Today there was some confusion from a client about RAID so I thought the least I could do is post defintions. It’s difficult to explain without a real case but at least the definitions explain how many drives you will require to provide redundancy or a version of redundancy.
RAID 0 (striping)
RAID 0 uses the read/write capabilities of two or more hard drives working in unison to maximize the storage performance of a computer system. Data in a RAID 0 volume is arranged into blocks that are interleaved among the disks so that reads and writes can be performed in parallel (see below diagram). This technique, known as “striping”, is the fastest of all of the RAID levels, especially for reading and writing large sequential files. Real world tasks where RAID 0 can be of particular benefit include loading large files into image editing applications, saving large movie files in a video editing application, or creating CD or DVD images with a CD/DVD authoring package.
The hard drives in a RAID 0 volume are combined to form one volume which appears as a single virtual drive to the operating system. For example, two 400 GB hard drives in a RAID 0 array will appear as a single 800 GB hard drive to the operating system.
No redundancy information is stored in a RAID 0 volume. This means that if one hard drive fails, all data on both drives is lost. This lack of redundancy is also reflected by the RAID level 0, which indicates no redundancy. RAID 0 is not recommended for use in servers or other environments where data redundancy is a primary goal.
RAID 1 (mirroring)
A RAID 1 array contains two hard drives where the data between the two is mirrored in real time. Because all of the data is duplicated, the operating system treats the usable space of a RAID 1 array as the maximum size of one hard drive in the array. For example, two 400 GB hard drives in a RAID 1 array will appear as a single 400 GB hard drive to the operating system.
The primary benefit of RAID 1 mirroring is that it provides good data reliability in the case of a single disk failure. When one disk drive fails, all data is immediately available on the other without any impact to the data integrity. In the case of a disk failure, the computer system will remain fully operational to ensure maximum productivity.
The performance of a RAID 1 array is greater than that of a single drive because data can be read from multiple disks – the original and the mirror – simultaneously. Disk writes do not realize the same benefit because data must first be written to one drive, then mirrored to the other.
RAID 5 (striping with parity)
A RAID 5 array contains three or more hard drives where the data is divided into manageable blocks called strips. Parity is a mathematical method for recreating data that was lost from a single drive, which increases fault-tolerance. The data and parity are striped across all the hard drives in the array. The parity is striped in a rotating sequence to reduce bottlenecks associated with the parity calculations.

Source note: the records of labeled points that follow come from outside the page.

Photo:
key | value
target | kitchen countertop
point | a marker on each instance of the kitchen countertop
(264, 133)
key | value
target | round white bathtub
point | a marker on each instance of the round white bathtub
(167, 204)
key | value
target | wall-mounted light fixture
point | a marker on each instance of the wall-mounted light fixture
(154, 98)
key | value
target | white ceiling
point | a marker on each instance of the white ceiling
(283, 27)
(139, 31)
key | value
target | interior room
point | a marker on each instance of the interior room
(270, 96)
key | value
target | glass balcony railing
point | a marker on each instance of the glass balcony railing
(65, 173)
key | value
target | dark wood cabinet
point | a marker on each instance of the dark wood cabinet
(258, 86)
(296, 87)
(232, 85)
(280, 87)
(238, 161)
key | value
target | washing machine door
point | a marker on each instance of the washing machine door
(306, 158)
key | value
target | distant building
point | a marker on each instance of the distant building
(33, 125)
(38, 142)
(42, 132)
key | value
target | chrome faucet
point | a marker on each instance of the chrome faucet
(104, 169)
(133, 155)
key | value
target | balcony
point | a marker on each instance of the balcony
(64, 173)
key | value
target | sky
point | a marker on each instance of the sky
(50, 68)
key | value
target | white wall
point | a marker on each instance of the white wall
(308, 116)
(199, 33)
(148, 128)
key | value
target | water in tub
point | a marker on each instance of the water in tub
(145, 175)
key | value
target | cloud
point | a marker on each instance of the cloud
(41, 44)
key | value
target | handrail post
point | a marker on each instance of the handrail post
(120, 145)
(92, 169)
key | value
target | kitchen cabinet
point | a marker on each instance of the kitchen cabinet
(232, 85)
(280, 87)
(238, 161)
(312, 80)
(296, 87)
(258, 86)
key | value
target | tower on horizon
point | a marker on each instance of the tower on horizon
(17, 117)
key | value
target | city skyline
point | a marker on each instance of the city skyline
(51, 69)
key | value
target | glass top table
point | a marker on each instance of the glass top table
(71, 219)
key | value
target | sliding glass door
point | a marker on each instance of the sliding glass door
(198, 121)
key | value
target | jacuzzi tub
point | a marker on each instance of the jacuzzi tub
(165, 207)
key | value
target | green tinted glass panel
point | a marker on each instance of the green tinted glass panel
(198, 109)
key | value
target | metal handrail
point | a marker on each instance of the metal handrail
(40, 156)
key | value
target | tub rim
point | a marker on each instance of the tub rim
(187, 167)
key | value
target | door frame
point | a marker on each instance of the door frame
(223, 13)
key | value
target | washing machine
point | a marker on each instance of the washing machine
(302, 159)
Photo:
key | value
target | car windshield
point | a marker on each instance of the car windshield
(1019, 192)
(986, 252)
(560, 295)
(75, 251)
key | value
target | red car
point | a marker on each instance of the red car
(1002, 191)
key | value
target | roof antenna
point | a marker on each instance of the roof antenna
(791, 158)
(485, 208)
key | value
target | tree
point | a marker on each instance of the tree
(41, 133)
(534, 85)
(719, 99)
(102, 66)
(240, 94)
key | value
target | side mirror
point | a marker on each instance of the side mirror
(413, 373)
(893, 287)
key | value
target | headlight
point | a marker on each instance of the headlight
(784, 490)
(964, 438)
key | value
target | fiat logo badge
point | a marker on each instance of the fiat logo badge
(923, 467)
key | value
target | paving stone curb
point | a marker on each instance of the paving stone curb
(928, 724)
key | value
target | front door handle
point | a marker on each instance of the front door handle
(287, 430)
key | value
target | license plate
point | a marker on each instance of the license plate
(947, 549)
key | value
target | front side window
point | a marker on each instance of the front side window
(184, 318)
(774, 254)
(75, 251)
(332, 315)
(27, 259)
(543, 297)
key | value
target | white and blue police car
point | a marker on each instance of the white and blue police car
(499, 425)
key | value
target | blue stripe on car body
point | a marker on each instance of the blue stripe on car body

The capacity of a RAID 5 array is the size of the smallest drive multiplied by one less than the number of drives in the array. The equivalent of only a single hard drive is used to store the parity information, allowing for fault-tolerance with less than the 50% capacity reduction of RAID 1. For example, three 400 GB hard drives in a RAID 5 array will appear as a single 800 GB hard drive to the operating system.
The primary benefits of RAID 5 include capacity and data protection. Because parity is used for data protection, up to 75% of the total drive capacity is usable. Further, any single drive can fail and it is possible to rebuild the data after replacing the failed hard drive with a new drive. However, the extra work of calculating the missing data will degrade the write performance to the RAID 5 volume while the volume is being rebuilt.
The read performance of a RAID 5 array is greater than that of a single drive because data can be read from multiple disks simultaneously. Disk writes do not realize the same benefit because parity must be calculated and written to all the drives.
RAID 10
A RAID 10 array uses four hard drives to create a combination of RAID levels 0 and 1 by forming a RAID 0 array from two RAID 1 arrays.
Since all of the data on the RAID 0 array is duplicated, the capacity of a RAID 10 array is the size of the RAID 0 array. For example, four 400 GB hard drives in a RAID 10 array will appear as a single 800 GB hard drive to the operating system.
The primary benefit of RAID 10 is that it combines the benefits of RAID 0 performance and RAID 1 fault-tolerance. It provides good data reliability in the case of a single drive failure. When one hard drive fails, all data is immediately available from the other half of the mirror without any impact to the data integrity. In the case of a disk failure, the computer system will remain fully operational to ensure maximum productivity. Data fault-tolerance can be restored by replacing the failed drive.
The performance of a RAID 10 array is greater than that of a single drive since data can be read from multiple disks simultaneously. Compared to a two-disk RAID 0, RAID 10 read performance is higher as data can be read from either half of the mirror, but write performance is slightly lower due to ensuring data is written out completely to the array.